Thanks for the reply. Ok, let’s stick just with Noah then. You seem very fixed on the idea that because Noah is mentioned several times in the NT that he must therefore be a literal person in the way that young earth literalists describe him. I don’t actually have a problem with the idea that the Noah mentioned is a literal person, or that the truths being conveyed are based on the development of a Noah story based on a literal person (although there was not a literal global flood that wiped out everything except what was on the ark) . But as I say in the articles:

“Part of the understanding required is the understanding that in ancient traditions, particularly oral traditions, the narrative being conveyed is a blend of fact and fiction, where profound truths are disseminated in a way that requires interpretative qualities beyond the headlights of the kind of rigorous historical and scientific analysis we moderns are used to. Given that life itself is so richly analogical, metaphorical and narrative-laden, it is no wonder that we are insistent that a deep understanding of the Bible won't come to anyone who trivialises its dynamic nature and is blind to its analogical, metaphorical and narrative-laden power. Old Testament figures like Adam, Eve, Cain, Abel, Noah, Jacob, Joseph, Abraham, Moses, Joshua, Samson, Samuel, Saul, Job, Jonah, David and Solomon are such an agglomeration of history, myth, legend, analogy, metaphor and theological aetiology that we can't hope to pin them down to simple historical/non-historical analyses. That's not to treat them all the same, of course - there are evidently different extents to which the above applies to Adam, Jonah and Job than, say, David and Solomon. What's clear, though, is that while God 'breathed' His influence onto the writing of scripture over the many centuries of its composition, He allowed His word to be subjected to the limitations of creation, and for the narrative to be absorbed into a blend of the literal and non-literal in order to convey the power of the gospel of grace.”

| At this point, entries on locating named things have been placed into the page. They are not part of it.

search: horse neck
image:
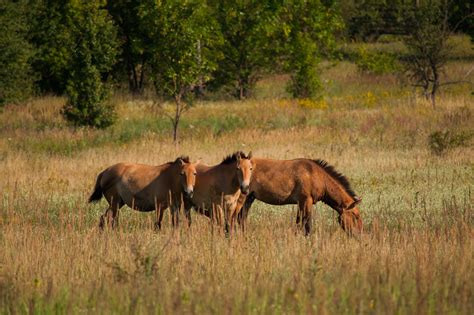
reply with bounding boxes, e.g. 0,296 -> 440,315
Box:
321,175 -> 354,212
163,163 -> 181,189
215,164 -> 240,190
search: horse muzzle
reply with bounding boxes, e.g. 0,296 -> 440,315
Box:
184,189 -> 194,198
240,185 -> 250,194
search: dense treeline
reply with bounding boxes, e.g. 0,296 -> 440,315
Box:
0,0 -> 473,130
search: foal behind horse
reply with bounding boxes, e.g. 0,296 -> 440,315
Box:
89,156 -> 197,229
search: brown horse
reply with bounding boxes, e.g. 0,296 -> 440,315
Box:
239,159 -> 362,235
89,156 -> 199,229
180,151 -> 253,235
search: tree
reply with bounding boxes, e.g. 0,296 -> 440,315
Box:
63,1 -> 117,128
280,0 -> 342,98
107,0 -> 150,93
404,1 -> 464,107
209,0 -> 278,99
140,0 -> 220,142
0,0 -> 34,105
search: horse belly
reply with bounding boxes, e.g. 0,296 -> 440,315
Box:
119,187 -> 155,212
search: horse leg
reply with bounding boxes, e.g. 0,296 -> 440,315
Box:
183,201 -> 192,227
237,192 -> 255,233
171,205 -> 179,227
299,197 -> 313,236
296,207 -> 301,225
155,204 -> 166,231
99,205 -> 120,230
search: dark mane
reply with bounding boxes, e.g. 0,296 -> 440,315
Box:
313,159 -> 357,199
221,151 -> 249,164
172,155 -> 191,164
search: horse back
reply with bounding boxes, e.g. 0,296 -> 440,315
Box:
250,159 -> 321,205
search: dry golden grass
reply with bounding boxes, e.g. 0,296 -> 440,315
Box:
0,61 -> 474,314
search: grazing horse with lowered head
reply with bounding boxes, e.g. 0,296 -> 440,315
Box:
185,151 -> 253,235
239,158 -> 362,235
89,156 -> 199,229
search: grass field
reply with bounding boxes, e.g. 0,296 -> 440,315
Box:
0,53 -> 474,314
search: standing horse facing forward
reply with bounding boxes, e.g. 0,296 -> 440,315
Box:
89,156 -> 199,229
180,151 -> 253,235
239,158 -> 362,235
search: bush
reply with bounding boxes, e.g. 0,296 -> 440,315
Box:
63,1 -> 118,128
63,59 -> 116,128
0,0 -> 34,106
428,130 -> 472,155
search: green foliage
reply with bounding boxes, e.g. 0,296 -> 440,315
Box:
340,0 -> 412,41
404,2 -> 452,107
107,0 -> 150,93
140,0 -> 219,100
63,1 -> 117,128
355,47 -> 400,74
209,0 -> 278,99
0,0 -> 34,105
428,130 -> 473,155
280,0 -> 342,98
139,0 -> 220,142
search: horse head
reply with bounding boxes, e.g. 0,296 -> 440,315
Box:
236,151 -> 253,194
339,197 -> 363,235
178,157 -> 201,198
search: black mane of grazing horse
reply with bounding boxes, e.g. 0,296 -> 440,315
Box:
312,159 -> 358,199
221,151 -> 248,164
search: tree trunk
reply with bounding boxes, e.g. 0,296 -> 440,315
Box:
430,65 -> 439,108
173,95 -> 182,144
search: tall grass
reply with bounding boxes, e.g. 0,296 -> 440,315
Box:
0,56 -> 474,314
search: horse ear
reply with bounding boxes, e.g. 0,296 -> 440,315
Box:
347,197 -> 362,210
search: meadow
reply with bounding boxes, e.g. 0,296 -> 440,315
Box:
0,48 -> 474,314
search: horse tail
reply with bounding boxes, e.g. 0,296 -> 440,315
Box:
89,172 -> 104,202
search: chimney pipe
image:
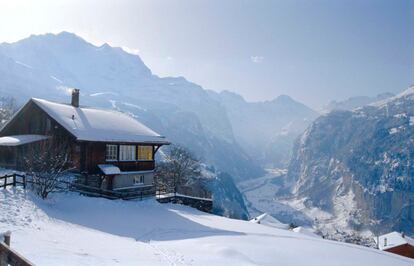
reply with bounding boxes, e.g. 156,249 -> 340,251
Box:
71,89 -> 79,107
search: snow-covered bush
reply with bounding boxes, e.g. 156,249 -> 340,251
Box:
0,97 -> 18,126
25,139 -> 72,199
155,145 -> 209,197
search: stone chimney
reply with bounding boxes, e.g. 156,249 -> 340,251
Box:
71,89 -> 79,107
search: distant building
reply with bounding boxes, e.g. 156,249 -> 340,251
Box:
375,232 -> 414,258
0,89 -> 169,193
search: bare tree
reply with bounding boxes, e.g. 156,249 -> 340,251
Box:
156,145 -> 201,194
25,138 -> 72,199
0,97 -> 17,126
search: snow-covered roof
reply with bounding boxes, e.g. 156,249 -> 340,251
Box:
0,135 -> 49,146
98,164 -> 121,175
375,232 -> 414,250
32,98 -> 169,144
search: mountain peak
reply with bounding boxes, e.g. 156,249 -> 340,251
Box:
272,94 -> 296,103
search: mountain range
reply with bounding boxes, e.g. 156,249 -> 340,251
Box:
0,32 -> 316,179
284,86 -> 414,238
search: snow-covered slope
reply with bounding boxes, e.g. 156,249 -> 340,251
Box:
0,189 -> 413,266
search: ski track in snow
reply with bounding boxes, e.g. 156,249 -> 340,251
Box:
0,188 -> 412,266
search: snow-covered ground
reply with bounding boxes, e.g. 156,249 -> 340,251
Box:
0,189 -> 414,266
237,169 -> 313,226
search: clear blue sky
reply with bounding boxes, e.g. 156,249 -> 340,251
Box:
0,0 -> 414,107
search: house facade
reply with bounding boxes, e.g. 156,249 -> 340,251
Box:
0,89 -> 169,193
375,232 -> 414,259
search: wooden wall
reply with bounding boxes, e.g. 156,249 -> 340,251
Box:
80,142 -> 155,174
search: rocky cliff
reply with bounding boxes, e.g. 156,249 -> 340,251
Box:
285,86 -> 414,234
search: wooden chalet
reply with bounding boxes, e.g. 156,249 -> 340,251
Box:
375,232 -> 414,259
0,89 -> 169,193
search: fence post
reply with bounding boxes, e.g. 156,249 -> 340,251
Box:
3,231 -> 11,247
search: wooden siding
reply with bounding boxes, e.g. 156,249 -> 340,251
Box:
0,101 -> 160,177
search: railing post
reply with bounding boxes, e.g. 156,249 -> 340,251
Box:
3,231 -> 11,247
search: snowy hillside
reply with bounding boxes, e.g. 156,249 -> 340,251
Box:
0,189 -> 413,266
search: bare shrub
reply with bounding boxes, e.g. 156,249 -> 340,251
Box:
25,138 -> 72,199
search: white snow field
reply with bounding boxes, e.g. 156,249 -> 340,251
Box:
0,188 -> 414,266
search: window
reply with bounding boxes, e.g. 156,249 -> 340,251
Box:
106,144 -> 118,161
138,146 -> 152,161
119,145 -> 136,161
134,175 -> 144,185
46,118 -> 52,132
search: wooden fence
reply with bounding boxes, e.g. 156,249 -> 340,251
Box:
0,232 -> 34,266
0,173 -> 27,189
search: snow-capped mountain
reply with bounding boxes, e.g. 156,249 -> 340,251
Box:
210,91 -> 318,167
285,86 -> 414,237
322,92 -> 395,113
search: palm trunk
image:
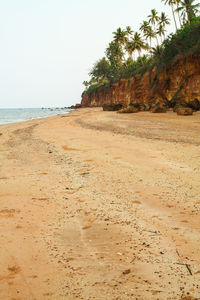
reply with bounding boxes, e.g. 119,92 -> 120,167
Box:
171,5 -> 178,31
177,4 -> 182,27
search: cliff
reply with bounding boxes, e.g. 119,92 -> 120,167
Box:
81,50 -> 200,107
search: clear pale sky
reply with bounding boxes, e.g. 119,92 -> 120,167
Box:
0,0 -> 174,108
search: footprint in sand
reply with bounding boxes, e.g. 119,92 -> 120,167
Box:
0,208 -> 20,218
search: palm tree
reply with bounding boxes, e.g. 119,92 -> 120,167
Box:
113,27 -> 127,45
145,26 -> 156,48
162,0 -> 178,31
113,27 -> 127,60
140,21 -> 149,36
125,40 -> 136,59
148,9 -> 160,44
133,32 -> 149,56
126,26 -> 133,36
174,0 -> 182,27
150,46 -> 163,58
160,12 -> 170,26
176,0 -> 200,23
157,24 -> 166,43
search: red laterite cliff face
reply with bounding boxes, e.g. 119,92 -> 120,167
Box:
81,51 -> 200,107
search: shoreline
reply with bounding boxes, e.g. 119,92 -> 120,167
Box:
0,108 -> 200,300
0,108 -> 71,126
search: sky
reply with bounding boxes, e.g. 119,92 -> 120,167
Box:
0,0 -> 174,108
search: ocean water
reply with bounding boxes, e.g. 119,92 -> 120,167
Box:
0,108 -> 70,124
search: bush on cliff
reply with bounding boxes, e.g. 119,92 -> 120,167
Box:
84,16 -> 200,94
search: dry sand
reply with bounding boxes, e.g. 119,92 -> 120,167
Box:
0,109 -> 200,300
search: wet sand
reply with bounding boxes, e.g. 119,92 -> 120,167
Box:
0,108 -> 200,300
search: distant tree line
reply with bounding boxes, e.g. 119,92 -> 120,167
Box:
83,0 -> 200,93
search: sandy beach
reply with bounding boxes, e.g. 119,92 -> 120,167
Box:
0,108 -> 200,300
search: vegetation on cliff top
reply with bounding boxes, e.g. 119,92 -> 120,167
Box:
83,0 -> 200,94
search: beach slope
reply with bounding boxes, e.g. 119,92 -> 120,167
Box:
0,108 -> 200,300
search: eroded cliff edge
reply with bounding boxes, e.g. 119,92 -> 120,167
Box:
81,50 -> 200,107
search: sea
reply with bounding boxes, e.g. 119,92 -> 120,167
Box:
0,108 -> 70,124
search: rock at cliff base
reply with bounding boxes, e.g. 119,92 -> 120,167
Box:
103,103 -> 123,111
188,98 -> 200,111
151,105 -> 167,113
176,106 -> 193,116
118,105 -> 139,114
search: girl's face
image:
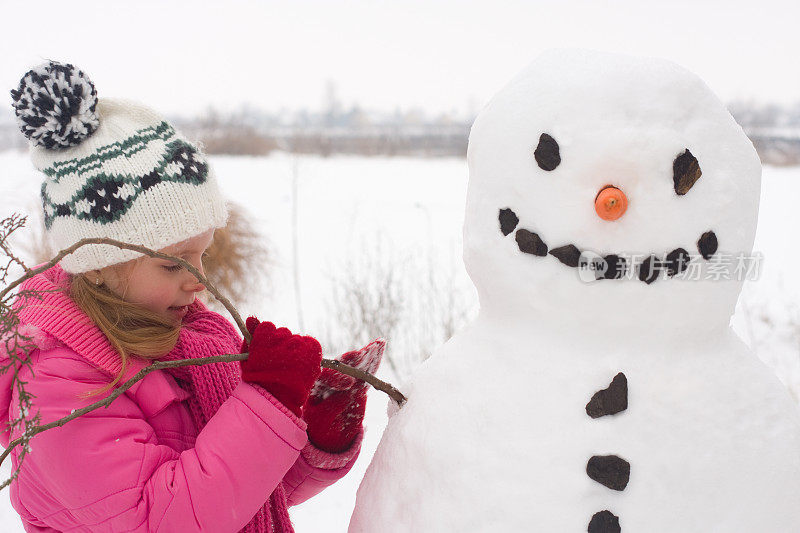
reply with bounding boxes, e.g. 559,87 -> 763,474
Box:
96,229 -> 214,323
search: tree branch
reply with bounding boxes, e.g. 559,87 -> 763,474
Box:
0,237 -> 406,476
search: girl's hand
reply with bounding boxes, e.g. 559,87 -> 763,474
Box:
240,317 -> 322,416
303,339 -> 386,453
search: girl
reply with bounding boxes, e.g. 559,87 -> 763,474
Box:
0,62 -> 384,532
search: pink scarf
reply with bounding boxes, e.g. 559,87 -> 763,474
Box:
18,266 -> 294,533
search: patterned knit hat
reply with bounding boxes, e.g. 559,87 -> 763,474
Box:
11,61 -> 227,274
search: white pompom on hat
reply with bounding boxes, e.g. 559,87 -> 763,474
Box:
11,61 -> 227,274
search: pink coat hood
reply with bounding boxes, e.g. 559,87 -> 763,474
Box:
0,267 -> 360,532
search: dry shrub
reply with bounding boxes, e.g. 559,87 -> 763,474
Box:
196,203 -> 272,310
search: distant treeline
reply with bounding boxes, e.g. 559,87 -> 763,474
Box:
0,102 -> 800,165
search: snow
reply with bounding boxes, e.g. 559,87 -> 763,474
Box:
0,142 -> 800,533
350,50 -> 800,533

Stories convey truths, and the truths being conveyed are more powerful than the immediate context where discussions of literal and non-literal reside. Similarly, a preacher in the year 2022 might refer to the actions of the Good Samaritan and we’d know some of the powerful truths he was trying to convey, even though we wouldn’t have to assume it’s a literal historical event.

All that is to say, when it comes to the early Old Testament, discussions about whether these accounts are merely literal (stress *merely*) are too low resolution to capture the full gravitas of the theological power being conveyed.

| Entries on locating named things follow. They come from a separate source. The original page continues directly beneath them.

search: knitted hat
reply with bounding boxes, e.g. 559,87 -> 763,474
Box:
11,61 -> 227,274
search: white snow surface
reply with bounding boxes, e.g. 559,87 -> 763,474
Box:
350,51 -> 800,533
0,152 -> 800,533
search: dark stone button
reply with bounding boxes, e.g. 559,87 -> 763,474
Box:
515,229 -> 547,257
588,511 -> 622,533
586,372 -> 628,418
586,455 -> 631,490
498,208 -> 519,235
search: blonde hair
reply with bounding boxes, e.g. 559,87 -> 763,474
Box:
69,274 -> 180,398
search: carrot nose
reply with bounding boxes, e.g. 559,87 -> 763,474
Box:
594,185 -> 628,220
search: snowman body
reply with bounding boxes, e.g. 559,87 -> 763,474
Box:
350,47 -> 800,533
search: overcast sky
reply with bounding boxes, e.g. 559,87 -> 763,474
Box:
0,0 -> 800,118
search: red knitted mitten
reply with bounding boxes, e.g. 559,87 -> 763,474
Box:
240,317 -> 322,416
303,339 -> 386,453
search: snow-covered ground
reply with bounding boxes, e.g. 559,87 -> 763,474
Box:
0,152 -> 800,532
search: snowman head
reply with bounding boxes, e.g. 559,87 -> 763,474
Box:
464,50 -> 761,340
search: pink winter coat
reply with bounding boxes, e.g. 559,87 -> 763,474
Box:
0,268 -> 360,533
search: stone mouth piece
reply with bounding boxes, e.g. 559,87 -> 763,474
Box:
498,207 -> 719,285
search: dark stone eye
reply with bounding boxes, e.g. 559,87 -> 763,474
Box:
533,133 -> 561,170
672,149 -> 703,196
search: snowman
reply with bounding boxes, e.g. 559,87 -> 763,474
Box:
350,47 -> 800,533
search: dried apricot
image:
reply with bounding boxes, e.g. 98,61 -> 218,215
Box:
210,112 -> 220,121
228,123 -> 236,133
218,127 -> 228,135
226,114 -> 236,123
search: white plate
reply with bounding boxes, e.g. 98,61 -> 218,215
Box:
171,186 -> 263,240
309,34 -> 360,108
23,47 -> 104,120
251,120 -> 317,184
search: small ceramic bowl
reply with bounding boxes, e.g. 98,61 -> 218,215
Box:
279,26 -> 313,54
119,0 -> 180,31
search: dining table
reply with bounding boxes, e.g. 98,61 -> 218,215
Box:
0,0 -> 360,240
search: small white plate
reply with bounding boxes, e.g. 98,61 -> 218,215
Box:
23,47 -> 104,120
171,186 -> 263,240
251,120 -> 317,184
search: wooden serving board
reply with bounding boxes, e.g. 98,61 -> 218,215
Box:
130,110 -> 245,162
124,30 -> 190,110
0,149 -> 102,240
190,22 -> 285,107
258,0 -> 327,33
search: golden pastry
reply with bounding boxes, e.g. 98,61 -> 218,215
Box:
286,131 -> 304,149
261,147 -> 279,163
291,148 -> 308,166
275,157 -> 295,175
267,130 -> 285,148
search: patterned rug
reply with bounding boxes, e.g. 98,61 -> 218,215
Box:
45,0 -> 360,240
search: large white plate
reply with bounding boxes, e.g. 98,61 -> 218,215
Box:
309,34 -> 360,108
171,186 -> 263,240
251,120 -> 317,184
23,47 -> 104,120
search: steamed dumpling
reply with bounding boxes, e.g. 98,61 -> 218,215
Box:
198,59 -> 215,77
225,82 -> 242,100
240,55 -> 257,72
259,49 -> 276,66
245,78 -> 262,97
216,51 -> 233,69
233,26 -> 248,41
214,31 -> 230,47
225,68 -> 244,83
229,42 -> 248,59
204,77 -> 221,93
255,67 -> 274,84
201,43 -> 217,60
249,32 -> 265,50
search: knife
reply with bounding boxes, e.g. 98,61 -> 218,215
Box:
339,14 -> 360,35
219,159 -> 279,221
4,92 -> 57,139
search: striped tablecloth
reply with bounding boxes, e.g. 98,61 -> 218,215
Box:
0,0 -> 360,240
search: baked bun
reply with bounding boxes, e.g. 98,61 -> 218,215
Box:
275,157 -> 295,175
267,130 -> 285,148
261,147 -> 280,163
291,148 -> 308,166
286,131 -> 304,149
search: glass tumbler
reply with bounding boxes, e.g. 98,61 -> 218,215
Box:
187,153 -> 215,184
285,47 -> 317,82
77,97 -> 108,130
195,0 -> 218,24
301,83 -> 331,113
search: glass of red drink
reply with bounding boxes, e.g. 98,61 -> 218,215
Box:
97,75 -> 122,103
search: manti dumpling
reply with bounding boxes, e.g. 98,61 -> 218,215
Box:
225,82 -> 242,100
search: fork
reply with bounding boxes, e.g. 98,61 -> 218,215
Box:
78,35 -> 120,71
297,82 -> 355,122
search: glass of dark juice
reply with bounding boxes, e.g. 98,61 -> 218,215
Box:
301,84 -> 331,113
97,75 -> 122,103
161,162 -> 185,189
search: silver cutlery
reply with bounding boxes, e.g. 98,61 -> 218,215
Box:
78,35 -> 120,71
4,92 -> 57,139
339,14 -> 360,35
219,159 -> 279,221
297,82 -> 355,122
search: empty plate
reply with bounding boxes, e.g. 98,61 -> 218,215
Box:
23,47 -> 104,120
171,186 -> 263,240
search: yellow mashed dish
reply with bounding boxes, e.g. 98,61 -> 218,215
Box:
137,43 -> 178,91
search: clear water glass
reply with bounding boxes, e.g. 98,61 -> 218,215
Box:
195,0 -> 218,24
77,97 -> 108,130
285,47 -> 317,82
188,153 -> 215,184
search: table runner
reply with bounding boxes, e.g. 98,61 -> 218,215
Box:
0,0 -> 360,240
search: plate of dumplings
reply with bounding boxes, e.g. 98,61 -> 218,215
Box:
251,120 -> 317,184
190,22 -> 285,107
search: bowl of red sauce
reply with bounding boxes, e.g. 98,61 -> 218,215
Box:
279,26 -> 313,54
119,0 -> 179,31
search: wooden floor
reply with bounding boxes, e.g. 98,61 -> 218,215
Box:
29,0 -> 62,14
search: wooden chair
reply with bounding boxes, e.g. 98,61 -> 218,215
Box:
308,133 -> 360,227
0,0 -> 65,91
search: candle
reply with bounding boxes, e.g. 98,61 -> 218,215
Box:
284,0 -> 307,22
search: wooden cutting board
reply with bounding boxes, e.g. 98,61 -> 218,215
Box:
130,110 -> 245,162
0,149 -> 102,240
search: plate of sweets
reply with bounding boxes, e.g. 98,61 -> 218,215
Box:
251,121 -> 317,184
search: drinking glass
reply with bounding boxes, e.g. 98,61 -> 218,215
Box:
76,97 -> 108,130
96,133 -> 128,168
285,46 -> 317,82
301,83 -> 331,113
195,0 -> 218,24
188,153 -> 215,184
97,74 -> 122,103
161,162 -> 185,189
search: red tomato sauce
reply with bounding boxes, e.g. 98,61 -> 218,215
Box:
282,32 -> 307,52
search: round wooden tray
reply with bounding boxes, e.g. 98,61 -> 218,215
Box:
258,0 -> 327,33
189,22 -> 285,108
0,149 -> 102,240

Nick Nundy (Guest) 08/07/2022 22:13
Thank you James
With reference to your last sentence .... I do not agree the recorded miracles performed by God in the lives of Noah (and the other OT characters you mention) are myths ..... but as you imply this would not matter because of the gravitas of the theological power being conveyed. I think it is of utmost importance whether or not those recorded miracles are literally true ..... largely because of the credibility of the Old Testament and New Testament (because it quotes the OT) if they were not literally true.

I can not see how a literal God performing a "myth-miracle" to/for a (literal) historical person is a credible way of teaching us a theological truth (a truth about God).